WARSAW—Israel’s Chief Rabbi David Lau published a letter in which he called on the Jewish community of Krakow to reopen the Izaak Synagogue after its closure following a clash with the local Chabad rabbi.
Rabbi Yehuda Krinsky, chairman of international Chabad-Lubavitch, last Friday issued a statement saying: “We are shocked by the forced closure of the historic Izaak Synagogue in Krakow where the local Jewish community and thousands of visitors come daily to prayer services, to join educational classes and programming, to buy kosher food, and to benefit from a host of community activities. This is an outrageous offense, a travesty of grave magnitude, and is the cause of a terrible disgrace and desecration of all that is sacred to Judaism, a Hillul HaShem (desecration of the Divine).’’
According to a JTA report, on Thursday, Krakow Police arrested Rabbi Michael Schudrich, the chief rabbi of Poland, after he had climbed the fence of the synagogue, after the congregation was evicted by heads of the local Jewish community. Apparently, the community group hired masked Polish guards to keep worshipers out of the synagogue.
The main target of the shutdown was Krakow’s chief rabbi, Rabbi Eliezer Gurary, of Lubavitch, who has been active in the synagogue for years.

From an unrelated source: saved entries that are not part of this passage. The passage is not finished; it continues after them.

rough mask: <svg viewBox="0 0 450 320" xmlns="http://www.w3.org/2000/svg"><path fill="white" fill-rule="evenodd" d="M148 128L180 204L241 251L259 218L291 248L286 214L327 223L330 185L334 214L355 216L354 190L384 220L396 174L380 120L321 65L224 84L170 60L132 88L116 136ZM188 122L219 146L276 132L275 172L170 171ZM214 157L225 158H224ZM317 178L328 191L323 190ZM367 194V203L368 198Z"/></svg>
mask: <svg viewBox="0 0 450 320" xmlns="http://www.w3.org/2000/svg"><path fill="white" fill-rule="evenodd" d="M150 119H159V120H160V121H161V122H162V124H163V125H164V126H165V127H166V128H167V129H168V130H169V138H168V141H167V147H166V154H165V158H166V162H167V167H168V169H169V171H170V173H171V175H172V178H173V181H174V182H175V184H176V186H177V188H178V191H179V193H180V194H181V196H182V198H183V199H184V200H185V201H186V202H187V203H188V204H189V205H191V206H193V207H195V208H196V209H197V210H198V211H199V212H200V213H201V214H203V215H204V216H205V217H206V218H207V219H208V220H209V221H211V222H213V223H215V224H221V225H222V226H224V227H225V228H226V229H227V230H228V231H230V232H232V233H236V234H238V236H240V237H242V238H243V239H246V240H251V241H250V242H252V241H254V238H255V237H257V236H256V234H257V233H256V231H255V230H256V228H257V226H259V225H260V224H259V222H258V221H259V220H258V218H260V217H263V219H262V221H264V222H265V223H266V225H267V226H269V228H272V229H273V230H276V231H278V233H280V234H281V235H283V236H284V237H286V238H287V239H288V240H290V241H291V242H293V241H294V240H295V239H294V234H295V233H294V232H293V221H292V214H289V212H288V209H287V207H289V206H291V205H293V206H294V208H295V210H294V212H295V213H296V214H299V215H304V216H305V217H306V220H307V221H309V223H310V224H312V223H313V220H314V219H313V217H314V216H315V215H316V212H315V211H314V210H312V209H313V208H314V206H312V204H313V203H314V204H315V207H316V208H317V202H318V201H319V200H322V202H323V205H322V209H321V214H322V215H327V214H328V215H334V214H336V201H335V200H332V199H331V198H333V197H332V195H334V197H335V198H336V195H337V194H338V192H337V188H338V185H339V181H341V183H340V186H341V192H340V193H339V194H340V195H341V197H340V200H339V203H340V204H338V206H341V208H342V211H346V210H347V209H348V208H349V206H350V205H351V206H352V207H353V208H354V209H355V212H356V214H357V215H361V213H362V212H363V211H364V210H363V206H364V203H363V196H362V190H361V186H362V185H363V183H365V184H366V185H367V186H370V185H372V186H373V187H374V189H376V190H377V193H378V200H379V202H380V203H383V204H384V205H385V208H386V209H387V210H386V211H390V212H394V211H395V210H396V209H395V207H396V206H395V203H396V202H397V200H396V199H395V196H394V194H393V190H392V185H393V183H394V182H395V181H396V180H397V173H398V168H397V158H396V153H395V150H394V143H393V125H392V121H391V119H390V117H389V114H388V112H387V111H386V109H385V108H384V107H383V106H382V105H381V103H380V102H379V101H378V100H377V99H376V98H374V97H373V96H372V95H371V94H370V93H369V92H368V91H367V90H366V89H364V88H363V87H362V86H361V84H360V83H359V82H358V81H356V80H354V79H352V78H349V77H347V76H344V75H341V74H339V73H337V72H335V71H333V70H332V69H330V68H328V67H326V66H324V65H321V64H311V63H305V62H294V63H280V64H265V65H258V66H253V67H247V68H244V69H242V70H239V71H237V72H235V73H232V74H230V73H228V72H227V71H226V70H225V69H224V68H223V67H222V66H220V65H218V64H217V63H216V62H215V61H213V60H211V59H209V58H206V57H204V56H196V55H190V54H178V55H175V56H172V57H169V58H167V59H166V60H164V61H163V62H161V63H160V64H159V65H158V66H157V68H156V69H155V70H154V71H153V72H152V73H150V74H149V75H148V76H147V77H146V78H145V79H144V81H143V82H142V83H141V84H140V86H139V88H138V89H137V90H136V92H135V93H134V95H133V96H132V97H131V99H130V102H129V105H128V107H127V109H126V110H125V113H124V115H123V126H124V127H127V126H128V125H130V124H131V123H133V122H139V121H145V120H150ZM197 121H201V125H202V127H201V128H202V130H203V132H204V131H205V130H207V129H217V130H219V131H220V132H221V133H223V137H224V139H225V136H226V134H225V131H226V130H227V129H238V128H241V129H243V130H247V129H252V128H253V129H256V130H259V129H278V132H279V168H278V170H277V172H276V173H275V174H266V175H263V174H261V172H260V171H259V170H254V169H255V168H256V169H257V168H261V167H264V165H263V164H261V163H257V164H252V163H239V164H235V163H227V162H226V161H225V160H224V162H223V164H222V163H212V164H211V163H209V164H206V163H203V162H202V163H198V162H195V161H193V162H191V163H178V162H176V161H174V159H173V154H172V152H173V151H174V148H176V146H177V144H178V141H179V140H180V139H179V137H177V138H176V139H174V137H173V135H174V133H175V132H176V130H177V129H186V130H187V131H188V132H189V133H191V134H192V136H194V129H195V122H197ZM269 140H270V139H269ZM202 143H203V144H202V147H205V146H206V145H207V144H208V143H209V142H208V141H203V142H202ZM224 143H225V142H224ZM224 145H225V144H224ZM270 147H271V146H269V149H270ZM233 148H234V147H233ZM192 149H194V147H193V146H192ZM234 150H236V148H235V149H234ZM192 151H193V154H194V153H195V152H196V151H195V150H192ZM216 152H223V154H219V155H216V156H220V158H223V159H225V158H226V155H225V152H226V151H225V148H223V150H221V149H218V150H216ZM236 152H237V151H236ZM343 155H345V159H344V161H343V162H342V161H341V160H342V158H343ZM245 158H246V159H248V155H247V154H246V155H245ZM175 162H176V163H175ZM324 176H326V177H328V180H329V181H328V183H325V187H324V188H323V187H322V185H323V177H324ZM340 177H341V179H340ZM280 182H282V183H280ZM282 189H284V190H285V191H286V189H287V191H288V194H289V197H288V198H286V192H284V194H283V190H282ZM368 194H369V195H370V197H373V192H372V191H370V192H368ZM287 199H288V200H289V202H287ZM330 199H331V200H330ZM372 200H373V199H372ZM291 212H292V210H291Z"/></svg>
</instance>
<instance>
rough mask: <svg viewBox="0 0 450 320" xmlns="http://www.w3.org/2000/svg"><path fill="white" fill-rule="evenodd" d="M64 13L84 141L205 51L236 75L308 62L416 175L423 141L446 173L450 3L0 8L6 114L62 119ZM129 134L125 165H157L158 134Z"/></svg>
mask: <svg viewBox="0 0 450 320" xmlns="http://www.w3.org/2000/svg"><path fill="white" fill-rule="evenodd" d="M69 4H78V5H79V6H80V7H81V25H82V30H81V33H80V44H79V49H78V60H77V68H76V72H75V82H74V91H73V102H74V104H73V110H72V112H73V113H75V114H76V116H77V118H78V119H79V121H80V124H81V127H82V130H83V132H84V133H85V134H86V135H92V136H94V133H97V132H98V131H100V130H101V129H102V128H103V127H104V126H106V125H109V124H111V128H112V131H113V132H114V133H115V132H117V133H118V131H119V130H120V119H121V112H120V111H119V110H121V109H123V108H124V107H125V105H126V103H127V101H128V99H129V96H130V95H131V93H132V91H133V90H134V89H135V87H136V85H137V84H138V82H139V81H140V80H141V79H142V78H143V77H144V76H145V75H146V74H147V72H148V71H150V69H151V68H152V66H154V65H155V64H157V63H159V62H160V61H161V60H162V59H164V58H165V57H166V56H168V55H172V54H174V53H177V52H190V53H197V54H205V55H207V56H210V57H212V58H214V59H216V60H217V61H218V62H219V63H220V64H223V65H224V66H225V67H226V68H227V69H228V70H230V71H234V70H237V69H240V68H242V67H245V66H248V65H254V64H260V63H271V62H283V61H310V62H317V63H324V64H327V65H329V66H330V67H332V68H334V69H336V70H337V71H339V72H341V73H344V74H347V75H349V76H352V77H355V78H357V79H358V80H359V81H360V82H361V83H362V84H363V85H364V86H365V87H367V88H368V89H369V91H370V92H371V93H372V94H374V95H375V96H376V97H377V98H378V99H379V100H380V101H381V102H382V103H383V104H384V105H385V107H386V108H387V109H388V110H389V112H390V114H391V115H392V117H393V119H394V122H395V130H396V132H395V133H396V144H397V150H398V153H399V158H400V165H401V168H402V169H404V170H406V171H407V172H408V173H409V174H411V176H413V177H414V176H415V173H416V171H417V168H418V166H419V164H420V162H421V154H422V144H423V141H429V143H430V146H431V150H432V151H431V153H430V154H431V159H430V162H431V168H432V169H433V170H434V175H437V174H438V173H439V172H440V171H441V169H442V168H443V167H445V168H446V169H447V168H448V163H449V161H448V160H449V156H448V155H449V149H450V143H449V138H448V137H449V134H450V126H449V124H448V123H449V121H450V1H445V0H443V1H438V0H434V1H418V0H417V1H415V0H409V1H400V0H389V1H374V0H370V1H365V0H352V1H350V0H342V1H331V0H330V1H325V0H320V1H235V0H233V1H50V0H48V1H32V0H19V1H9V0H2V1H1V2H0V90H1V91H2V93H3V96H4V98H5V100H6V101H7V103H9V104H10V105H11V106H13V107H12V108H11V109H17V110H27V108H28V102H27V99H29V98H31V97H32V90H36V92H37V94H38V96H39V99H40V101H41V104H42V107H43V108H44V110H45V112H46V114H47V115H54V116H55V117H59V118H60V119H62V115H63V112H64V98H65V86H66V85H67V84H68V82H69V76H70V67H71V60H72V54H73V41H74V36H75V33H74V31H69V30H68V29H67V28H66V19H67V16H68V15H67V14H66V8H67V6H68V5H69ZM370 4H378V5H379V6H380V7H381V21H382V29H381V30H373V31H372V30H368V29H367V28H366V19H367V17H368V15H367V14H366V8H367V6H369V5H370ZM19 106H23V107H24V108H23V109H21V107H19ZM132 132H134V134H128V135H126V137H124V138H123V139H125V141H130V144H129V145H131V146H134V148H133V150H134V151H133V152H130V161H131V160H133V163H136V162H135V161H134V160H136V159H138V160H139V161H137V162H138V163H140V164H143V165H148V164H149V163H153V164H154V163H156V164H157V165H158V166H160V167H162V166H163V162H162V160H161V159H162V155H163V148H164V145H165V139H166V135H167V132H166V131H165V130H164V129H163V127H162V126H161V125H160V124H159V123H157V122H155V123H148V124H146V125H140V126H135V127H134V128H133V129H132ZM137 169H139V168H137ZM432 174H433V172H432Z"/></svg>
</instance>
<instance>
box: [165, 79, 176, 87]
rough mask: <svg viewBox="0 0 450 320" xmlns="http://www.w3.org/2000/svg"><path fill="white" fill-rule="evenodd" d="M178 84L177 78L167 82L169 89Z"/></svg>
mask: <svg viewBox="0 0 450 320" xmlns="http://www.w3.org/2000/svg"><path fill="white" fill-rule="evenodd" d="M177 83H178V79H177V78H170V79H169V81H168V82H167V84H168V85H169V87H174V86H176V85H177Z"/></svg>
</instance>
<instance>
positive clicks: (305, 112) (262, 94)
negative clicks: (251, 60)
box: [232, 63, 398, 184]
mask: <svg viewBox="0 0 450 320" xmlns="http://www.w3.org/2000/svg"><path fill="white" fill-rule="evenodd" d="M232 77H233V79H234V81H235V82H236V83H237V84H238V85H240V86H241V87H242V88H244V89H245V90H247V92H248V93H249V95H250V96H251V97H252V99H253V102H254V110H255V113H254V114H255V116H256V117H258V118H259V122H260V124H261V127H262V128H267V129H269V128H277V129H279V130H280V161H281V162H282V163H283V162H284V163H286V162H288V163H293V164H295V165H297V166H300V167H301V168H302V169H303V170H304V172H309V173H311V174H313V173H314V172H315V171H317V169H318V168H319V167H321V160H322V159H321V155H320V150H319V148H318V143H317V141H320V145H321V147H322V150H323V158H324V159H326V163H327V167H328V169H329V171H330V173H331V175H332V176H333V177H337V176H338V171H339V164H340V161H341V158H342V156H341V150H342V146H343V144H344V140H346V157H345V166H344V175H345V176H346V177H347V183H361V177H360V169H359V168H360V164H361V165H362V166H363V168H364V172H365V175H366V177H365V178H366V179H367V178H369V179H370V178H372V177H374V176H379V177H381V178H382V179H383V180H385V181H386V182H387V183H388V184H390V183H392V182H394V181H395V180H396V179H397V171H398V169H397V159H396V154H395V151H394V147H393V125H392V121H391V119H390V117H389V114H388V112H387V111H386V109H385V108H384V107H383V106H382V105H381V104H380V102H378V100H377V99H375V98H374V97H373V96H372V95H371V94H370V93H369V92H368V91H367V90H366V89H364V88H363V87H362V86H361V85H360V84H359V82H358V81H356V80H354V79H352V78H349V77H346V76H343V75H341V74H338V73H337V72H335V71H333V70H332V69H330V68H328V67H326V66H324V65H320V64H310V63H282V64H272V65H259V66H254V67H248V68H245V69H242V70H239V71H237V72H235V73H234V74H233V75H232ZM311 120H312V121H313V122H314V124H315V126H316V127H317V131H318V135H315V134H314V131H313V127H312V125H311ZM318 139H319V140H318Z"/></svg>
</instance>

The clash between the Jewish Community of Krakow and the Chabad-run synagogue was reportedly sparked by a property dispute.
The Izaak Synagogue was built in 1644 in the historic Kazimierz District of Krakow.
Rabbi Krinsky declared: “We strongly support the efforts of Rabbi Eliezer Gurary who has been working faithfully and successfully, in close cooperation with local and Jewish organizations, to serve the spiritual needs of Krakow’s Jewish community. That Jewish people should be barred by armed guards, from entering the synagogue, is an unforgivable violation of Jewish life. We implore you, do not stand by idly and allow this to continue. The synagogue should be opened immediately.”
Poland’s Chief Rabbi Michael Schudrich, who is not Chabad, criricized the synagogue closure in a letter to the Jewish community leader, Tadeusz Jakubowicz. ‘’ The Izaak Shul is the one place in Krakow with a steady daily minyan (prayer service),’’ he wrote.